Dryke joined them then, entering the suite quietly and standing with crossed arms beside the hanging scroll. Sasaki looked up past Christopher with a questioning glance.

“Marshall missed his flight from LAX,” Dryke said. “He apologizes and says he has to have more time to wrap up business. His personals didn’t miss their flight. I had the casks pulled out of the line on Technica and checked. The one that was supposed to be art and books was two hundred and eighty kilos of underwater explosives.”

Christopher closed his eyes, the rush of relief carrying away the strength from his limbs.

“I should have wondered why a man like that wanted to go,” Dryke said.

“Sometimes perfection is found in the result, not in the method,” Sasaki said. “And sometimes perfection is only possible in thought.” She looked to Christopher. “Now a question for you,” she said. “Do you want to come on Memphis?”
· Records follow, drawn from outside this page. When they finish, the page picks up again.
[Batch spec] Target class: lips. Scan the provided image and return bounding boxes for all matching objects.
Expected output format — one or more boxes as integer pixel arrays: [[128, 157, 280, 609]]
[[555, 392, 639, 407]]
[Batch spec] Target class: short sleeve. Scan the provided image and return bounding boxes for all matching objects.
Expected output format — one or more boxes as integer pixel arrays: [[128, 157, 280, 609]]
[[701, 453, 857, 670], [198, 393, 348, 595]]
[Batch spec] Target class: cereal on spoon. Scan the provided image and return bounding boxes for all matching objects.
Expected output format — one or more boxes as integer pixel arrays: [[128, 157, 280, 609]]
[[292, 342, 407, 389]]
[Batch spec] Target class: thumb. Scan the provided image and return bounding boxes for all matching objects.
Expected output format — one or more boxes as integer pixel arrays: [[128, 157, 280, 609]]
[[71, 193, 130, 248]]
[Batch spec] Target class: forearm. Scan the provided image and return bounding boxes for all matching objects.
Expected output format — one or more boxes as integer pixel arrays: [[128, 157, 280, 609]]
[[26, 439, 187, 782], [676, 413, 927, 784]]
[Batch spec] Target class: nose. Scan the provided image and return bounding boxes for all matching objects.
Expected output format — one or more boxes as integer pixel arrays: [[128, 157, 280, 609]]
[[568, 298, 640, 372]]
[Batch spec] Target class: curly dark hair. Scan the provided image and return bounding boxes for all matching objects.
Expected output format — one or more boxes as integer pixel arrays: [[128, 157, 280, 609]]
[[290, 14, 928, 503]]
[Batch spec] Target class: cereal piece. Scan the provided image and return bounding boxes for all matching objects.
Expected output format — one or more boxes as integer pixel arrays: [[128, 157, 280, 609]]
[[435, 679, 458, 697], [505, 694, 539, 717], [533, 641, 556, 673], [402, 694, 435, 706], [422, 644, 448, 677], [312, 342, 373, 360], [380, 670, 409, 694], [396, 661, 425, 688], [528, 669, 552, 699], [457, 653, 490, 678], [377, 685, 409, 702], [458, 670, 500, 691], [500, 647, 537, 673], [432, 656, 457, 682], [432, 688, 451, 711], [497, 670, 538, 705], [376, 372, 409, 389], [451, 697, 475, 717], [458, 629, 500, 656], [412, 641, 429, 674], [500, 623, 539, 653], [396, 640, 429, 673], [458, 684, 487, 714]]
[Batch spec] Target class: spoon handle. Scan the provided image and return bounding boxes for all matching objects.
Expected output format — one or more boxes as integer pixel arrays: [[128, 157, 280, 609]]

Her words encircled his heart and tightened until he could hardly breathe. “Yes.”

“Why?”

He opened his mouth to answer, but no words came out. The reasons were all turned around inside each other, connected at odd places, sometimes not connected at all. His motives were all suspect, shallow, trivial—or else so deep and fundamental that he could not wrap sentences around them. “I don’t know,” he said at last.

To his surprise, Sasaki smiled warmly. “Then come.”

He drew a hard breath. “No,” he said. “I can’t.”

“Explain?”

“There’s someone else who belongs here before I do. A friend. Daniel Keith. He works in Selection—a BC- positive. He’d be up here now if it wasn’t for me.” He was fighting with tears. “If you’re going to give me a discretionary space, I—you have to let me give it to him.”

She was studying him closely. “Mikhail, do you know anything about this?”

“Keith was on the list,” he said. “He was sent to Prainha because of contact with Christopher. He’s under arrest there.”

“He was clear except for his friendship with this man?”

“Yes.”

She nodded, looking into Christopher’s eyes. “You don’t know how extraordinary I find it that you would give up your place to your friend.”

“I made him a promise.”

“Even so, that would be rare selflessness, even here.” She sat forward in her chair. “I think that we can find two places as easily as one.”

A shuddery sob escaped through the smile that sprang onto Christopher’s face. He pressed his palms together almost as though praying, and puffed away the rush of discordant emotion in hoarse breaths.

Rising, she smiled and touched his shoulder. “I will give you some time. Then there will be much more to say.”

He twisted in his chair as she started away. “You had me tested for the Chi Sequence. On Takara. Didn’t you?”

“That was the question I expected first,” she said. “Yes.”

“What am I?”

“Young,” she said. “But you will grow.” Guiding Dryke ahead of her, she started again for the door.

Christopher stood and called after them. “That’s not enough,” he said.

She turned and looked back. “Most of those who will make this trip will know no more.”

Shaking his head, he said, “I still need to know—do I belong here?”

Her gaze appraised him. “Not if you still need that question answered by me.”

He considered that for a long time, then laughed a little laugh, the joke a silent secret. “No. I suppose I don’t. But did any of us really have a choice? Did you?”

“No,” she said. “And still, I did what I wanted.”

“I don’t understand.”

“Do you know T. E. Lawrence?”

“A little.”

“The epigraph from Seven Pillars.” She quoted, “ ‘I loved you, so I drew these tides of men into my hands and wrote my will across the sky in stars, to earn you Freedom—’ ”

“Yes,” Christopher said, throat suddenly tight, thinking not of Lawrence, nor of Sasaki. “I have one more question.”